Part IV

INDUSTRIAL POLITICS

THE NARRATIVE UP TO THIS POINT HAS ALLUDED TO A VARIETY OF POTENTIALLY alarming aesthetic and political themes in industrial music without really stopping to offer them fuller consideration. What are we to make of allegedly anarcho-leftist music that takes inspiration from serial killers, from European militarism, from Mussolini-loving Futurists, and from obsession with order, or replication, or disgust? And beyond questions of how we today are supposed to react, what have fans and political ideologues historically made of this music?

Having looked at industrial music through the mid-1980s, we’re at an apt moment in the story to pause and ask these questions, because, as we’ll see in Chapter 15, the late 1980s functioned as a vital period when the genre’s popularity expanded rapidly beyond the urban underground of Europe and the United States. Given industrial music’s use of polarizing and totalizing signs, the mere fact of its public spread is remarkable, and to get more specific, the way that audiences both shape and are shaped by the confounding messages of extremism and détournement makes for a telling case study in music and marketing, in race and resistance.

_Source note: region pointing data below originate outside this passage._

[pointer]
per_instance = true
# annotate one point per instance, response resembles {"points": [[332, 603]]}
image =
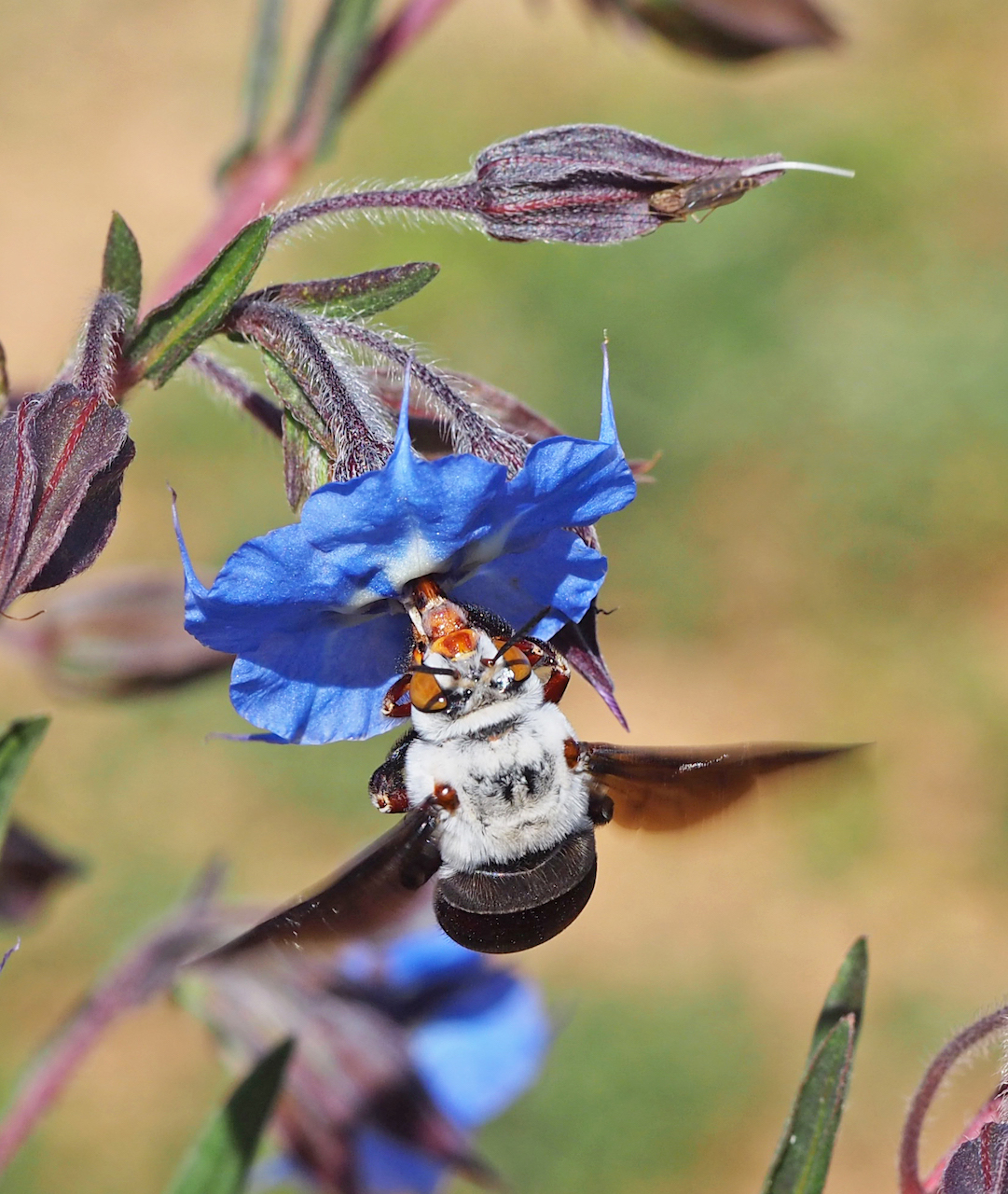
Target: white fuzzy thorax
{"points": [[504, 761]]}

The following section’s two chapters consider the intentional extremism and inadvertent blind spots of industrial music. Although the genre’s characters and musical tools have changed over time, concerns over its political goals prove perennial. Both to illustrate the continuing centrality of these issues and to address them comprehensively and with relevance, these chapters temporarily step beyond the book’s chronology thus far, opting to include examples from industrial music’s more recent years alongside earlier ones.